校長「君達が生きて帰って、このことが明るみに出れば困るんだ。」
私は躊躇うことなく灯火さんを撃った。そして銃口を藍野君に向けると、彼が一言も発する時間を与えないまま容赦無く銃を撃つ。
校長「よくやってくれた。君にはしっかり褒賞を与えよう。これから学校に戻ろうか。」
終わった。これで、私の未来は保証される。私はやってきた大人たちに薬をかがされて、意識を失った。
目が覚めると、私は学校の保健室のベッドの上に居た。保健室の先生がおはようと、声を掛けてくれる。

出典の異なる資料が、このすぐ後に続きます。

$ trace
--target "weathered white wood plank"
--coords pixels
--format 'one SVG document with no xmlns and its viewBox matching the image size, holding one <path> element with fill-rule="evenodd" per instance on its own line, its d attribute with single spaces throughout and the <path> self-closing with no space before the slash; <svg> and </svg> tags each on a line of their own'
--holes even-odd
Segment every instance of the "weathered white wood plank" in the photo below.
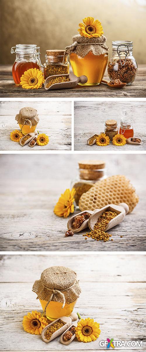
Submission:
<svg viewBox="0 0 146 352">
<path fill-rule="evenodd" d="M 48 256 L 2 256 L 0 300 L 1 351 L 22 351 L 24 346 L 27 351 L 103 351 L 106 348 L 100 347 L 99 342 L 106 340 L 107 337 L 125 341 L 142 340 L 143 346 L 140 350 L 145 351 L 146 287 L 143 269 L 146 266 L 145 258 L 145 256 L 137 254 L 91 256 L 87 254 L 70 257 L 63 255 L 50 256 L 49 253 Z M 137 268 L 135 273 L 134 263 Z M 22 322 L 24 315 L 33 309 L 41 311 L 39 301 L 36 300 L 36 295 L 32 291 L 33 283 L 40 278 L 45 268 L 54 265 L 68 266 L 76 270 L 82 292 L 75 311 L 79 312 L 83 318 L 92 317 L 100 323 L 100 337 L 90 346 L 88 344 L 79 344 L 75 340 L 67 349 L 60 344 L 59 338 L 46 345 L 40 336 L 31 335 L 23 331 Z M 18 267 L 18 271 L 16 268 Z M 119 282 L 120 277 L 121 281 Z M 138 351 L 133 347 L 127 347 L 125 350 L 123 347 L 120 350 Z"/>
<path fill-rule="evenodd" d="M 89 150 L 91 152 L 146 150 L 146 116 L 145 101 L 75 101 L 74 150 Z M 133 119 L 134 136 L 142 140 L 141 144 L 126 144 L 118 147 L 111 143 L 104 147 L 96 144 L 88 145 L 87 140 L 90 137 L 104 131 L 106 120 L 116 120 L 119 128 L 121 118 L 126 116 Z"/>
<path fill-rule="evenodd" d="M 0 157 L 1 250 L 145 250 L 145 155 L 121 154 L 120 159 L 119 155 L 102 155 L 107 163 L 107 174 L 125 175 L 140 198 L 133 211 L 109 231 L 114 240 L 103 243 L 91 238 L 85 240 L 84 232 L 65 237 L 68 219 L 53 213 L 61 193 L 70 187 L 78 161 L 86 156 Z M 101 158 L 99 155 L 96 158 Z M 88 158 L 93 156 L 88 155 Z"/>
<path fill-rule="evenodd" d="M 12 104 L 12 106 L 11 106 Z M 36 109 L 40 121 L 37 127 L 40 133 L 49 136 L 49 143 L 43 147 L 36 145 L 31 148 L 28 144 L 22 147 L 12 141 L 11 132 L 19 129 L 15 120 L 16 115 L 24 106 Z M 65 150 L 71 149 L 71 102 L 70 101 L 11 102 L 0 103 L 0 150 Z"/>
<path fill-rule="evenodd" d="M 84 258 L 88 258 L 88 270 L 90 275 L 86 275 L 85 271 Z M 140 254 L 127 254 L 124 256 L 118 254 L 117 261 L 116 254 L 111 254 L 107 265 L 107 254 L 80 254 L 77 253 L 71 256 L 67 253 L 63 255 L 54 254 L 17 254 L 13 256 L 1 256 L 1 270 L 0 279 L 1 282 L 27 282 L 32 283 L 40 278 L 42 269 L 53 265 L 70 266 L 75 271 L 78 272 L 79 279 L 86 282 L 143 282 L 146 276 L 145 265 L 146 256 Z M 36 265 L 36 261 L 37 265 Z M 140 267 L 142 270 L 139 270 Z M 11 265 L 10 265 L 11 262 Z M 21 262 L 21 266 L 19 263 Z M 64 264 L 63 264 L 64 263 Z M 130 270 L 125 270 L 130 265 Z M 33 268 L 28 275 L 28 268 Z M 17 275 L 15 270 L 17 268 Z"/>
</svg>

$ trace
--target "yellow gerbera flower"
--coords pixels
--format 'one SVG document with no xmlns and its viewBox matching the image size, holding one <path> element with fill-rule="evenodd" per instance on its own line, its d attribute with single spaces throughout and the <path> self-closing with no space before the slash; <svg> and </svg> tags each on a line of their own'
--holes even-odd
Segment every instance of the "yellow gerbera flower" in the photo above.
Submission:
<svg viewBox="0 0 146 352">
<path fill-rule="evenodd" d="M 113 137 L 112 143 L 114 145 L 125 145 L 126 143 L 126 139 L 123 134 L 116 134 Z"/>
<path fill-rule="evenodd" d="M 41 316 L 41 313 L 36 310 L 25 315 L 23 320 L 24 329 L 27 332 L 35 335 L 40 335 L 43 329 L 48 324 L 47 318 Z"/>
<path fill-rule="evenodd" d="M 110 144 L 110 141 L 109 137 L 104 133 L 102 133 L 96 137 L 96 143 L 97 145 L 106 146 Z"/>
<path fill-rule="evenodd" d="M 54 212 L 58 216 L 67 218 L 70 213 L 74 213 L 74 198 L 76 193 L 75 188 L 72 188 L 71 191 L 68 189 L 66 189 L 63 194 L 61 195 L 59 200 L 54 207 Z"/>
<path fill-rule="evenodd" d="M 95 341 L 100 333 L 99 324 L 93 319 L 87 318 L 78 322 L 76 328 L 76 337 L 79 341 L 91 342 Z"/>
<path fill-rule="evenodd" d="M 23 137 L 23 134 L 20 131 L 15 130 L 11 133 L 11 139 L 14 142 L 19 142 L 21 138 Z"/>
<path fill-rule="evenodd" d="M 86 17 L 83 21 L 83 23 L 79 23 L 80 27 L 78 29 L 82 37 L 91 38 L 92 37 L 101 37 L 103 34 L 103 28 L 98 20 L 94 20 L 93 17 Z"/>
<path fill-rule="evenodd" d="M 40 133 L 37 136 L 36 142 L 38 145 L 46 145 L 49 141 L 48 136 L 44 133 Z"/>
<path fill-rule="evenodd" d="M 20 84 L 25 89 L 38 89 L 44 81 L 42 71 L 35 67 L 25 71 L 20 78 Z"/>
</svg>

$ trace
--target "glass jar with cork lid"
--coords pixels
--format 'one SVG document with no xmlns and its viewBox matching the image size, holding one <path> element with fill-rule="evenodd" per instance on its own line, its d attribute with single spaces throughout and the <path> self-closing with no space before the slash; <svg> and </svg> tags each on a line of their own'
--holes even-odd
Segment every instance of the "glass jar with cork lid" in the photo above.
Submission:
<svg viewBox="0 0 146 352">
<path fill-rule="evenodd" d="M 118 128 L 117 121 L 116 120 L 107 120 L 105 122 L 104 133 L 109 137 L 110 140 L 118 133 Z"/>
<path fill-rule="evenodd" d="M 47 50 L 44 64 L 45 80 L 50 76 L 69 73 L 68 56 L 64 55 L 64 50 Z"/>
<path fill-rule="evenodd" d="M 21 109 L 15 119 L 24 135 L 34 132 L 39 120 L 37 111 L 30 106 Z"/>
<path fill-rule="evenodd" d="M 78 205 L 83 193 L 87 192 L 97 181 L 106 177 L 105 163 L 101 160 L 83 160 L 78 162 L 78 175 L 71 181 L 71 188 L 75 188 L 75 202 Z"/>
<path fill-rule="evenodd" d="M 76 273 L 59 266 L 45 269 L 40 279 L 35 281 L 32 291 L 37 295 L 44 315 L 51 321 L 69 316 L 81 292 Z"/>
</svg>

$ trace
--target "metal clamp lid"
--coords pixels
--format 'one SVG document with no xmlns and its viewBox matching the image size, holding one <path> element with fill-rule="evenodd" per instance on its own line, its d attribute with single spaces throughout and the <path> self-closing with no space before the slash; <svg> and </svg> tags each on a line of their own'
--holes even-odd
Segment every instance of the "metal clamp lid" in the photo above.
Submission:
<svg viewBox="0 0 146 352">
<path fill-rule="evenodd" d="M 120 56 L 121 51 L 123 51 L 123 50 L 122 51 L 122 50 L 121 51 L 120 49 L 118 50 L 119 47 L 119 46 L 125 46 L 125 47 L 127 46 L 127 50 L 128 50 L 128 51 L 127 51 L 127 50 L 126 49 L 126 48 L 125 48 L 125 51 L 124 52 L 124 54 L 125 56 L 125 61 L 124 61 L 124 64 L 122 64 L 122 62 L 121 62 L 121 56 Z M 125 44 L 120 44 L 119 45 L 118 45 L 118 48 L 117 48 L 117 52 L 118 55 L 119 56 L 119 59 L 120 59 L 120 64 L 121 65 L 121 66 L 124 66 L 124 65 L 125 64 L 125 63 L 126 63 L 126 58 L 127 58 L 127 55 L 128 55 L 128 54 L 129 54 L 129 48 L 128 48 L 128 45 L 126 45 Z"/>
</svg>

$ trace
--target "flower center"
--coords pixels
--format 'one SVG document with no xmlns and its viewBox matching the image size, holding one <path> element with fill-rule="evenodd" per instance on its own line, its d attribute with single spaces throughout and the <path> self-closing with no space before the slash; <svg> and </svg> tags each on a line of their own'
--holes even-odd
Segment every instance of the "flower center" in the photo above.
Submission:
<svg viewBox="0 0 146 352">
<path fill-rule="evenodd" d="M 29 86 L 35 86 L 36 84 L 38 81 L 37 78 L 36 77 L 31 77 L 28 80 L 28 83 Z"/>
<path fill-rule="evenodd" d="M 94 34 L 96 32 L 96 28 L 93 26 L 87 26 L 85 30 L 88 34 Z"/>
<path fill-rule="evenodd" d="M 87 325 L 86 326 L 83 327 L 82 331 L 83 335 L 84 335 L 84 336 L 89 336 L 92 333 L 92 329 L 91 326 L 88 326 Z"/>
<path fill-rule="evenodd" d="M 102 138 L 100 142 L 100 143 L 105 143 L 106 140 L 105 139 L 105 138 Z"/>
<path fill-rule="evenodd" d="M 121 143 L 122 142 L 122 139 L 121 139 L 121 138 L 118 138 L 117 142 L 117 143 Z"/>
<path fill-rule="evenodd" d="M 33 319 L 30 321 L 30 325 L 32 328 L 39 329 L 41 326 L 41 322 L 38 319 Z"/>
<path fill-rule="evenodd" d="M 41 138 L 40 138 L 40 142 L 41 142 L 41 143 L 43 143 L 43 142 L 44 142 L 45 140 L 45 139 L 43 137 L 41 137 Z"/>
</svg>

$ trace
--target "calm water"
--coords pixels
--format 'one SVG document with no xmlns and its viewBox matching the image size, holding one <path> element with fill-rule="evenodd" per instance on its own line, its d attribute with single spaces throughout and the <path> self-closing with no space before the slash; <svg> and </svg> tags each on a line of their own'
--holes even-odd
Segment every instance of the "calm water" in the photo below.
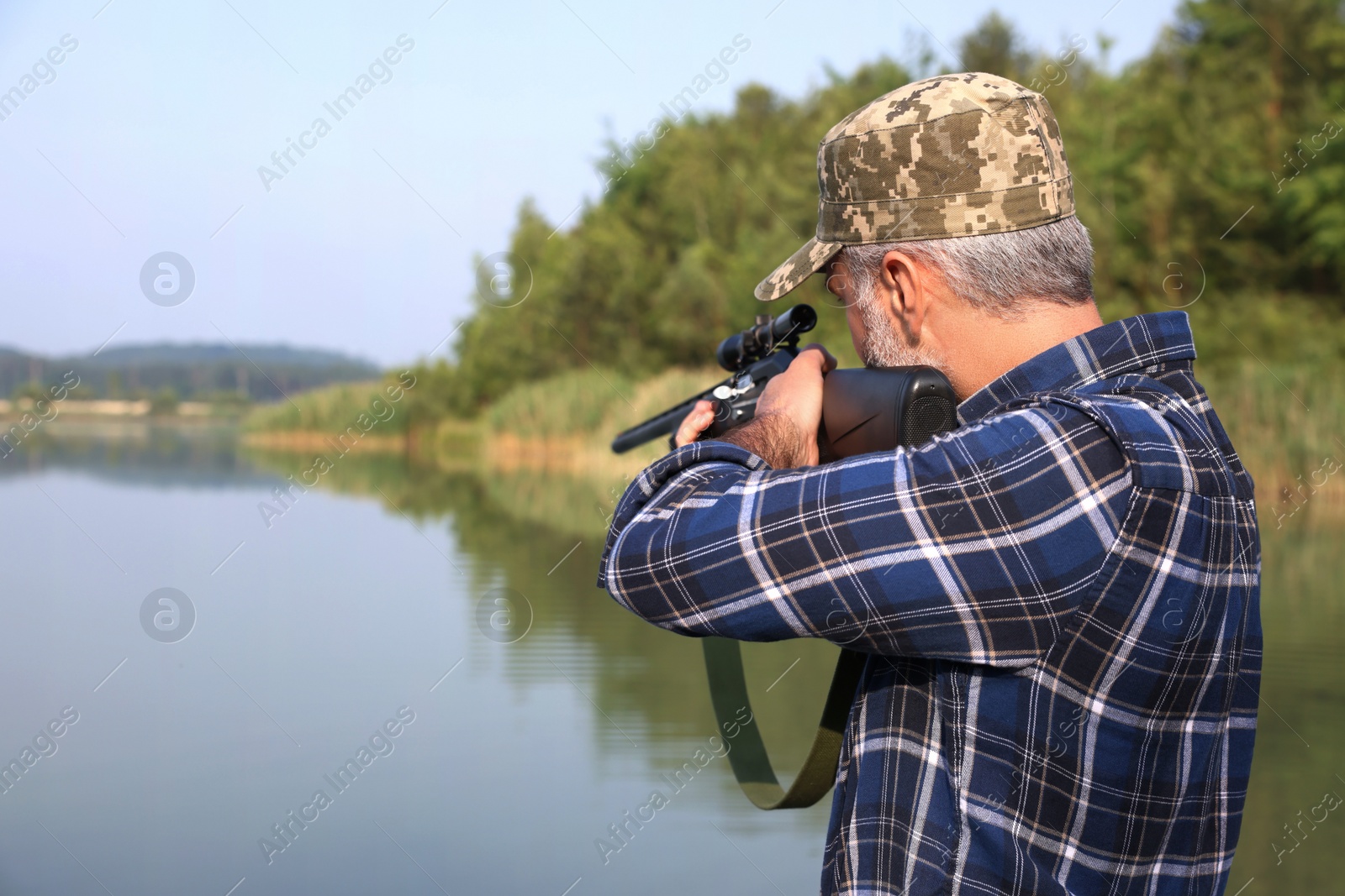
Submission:
<svg viewBox="0 0 1345 896">
<path fill-rule="evenodd" d="M 308 463 L 227 433 L 58 435 L 0 461 L 0 892 L 816 892 L 826 801 L 751 807 L 698 643 L 593 587 L 619 484 L 348 457 L 285 509 Z M 1301 516 L 1263 533 L 1244 896 L 1345 891 L 1345 559 Z M 834 652 L 745 653 L 794 768 Z"/>
</svg>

保健の先生「目が覚めたら校長室に行くように言ってと言われててね。行ってきなさい。」
私は校長室に向かう。校長室の扉をノックし、入る。
校長「今回の褒賞の手配は済んでいる。時が来るまで待っていなさい。」
村井「分かりました。失礼します。」
私は校長室を後にすると教室の方へ足を運ぶ。教室に戻ると友達が私の元に駆け寄る。
友達「加奈!久しぶりだね。ここ数日休んでたけど、どうした?」
誤魔化す理由は適当でいっか。ごちゃごちゃ考えてもしんどいだけだもんね。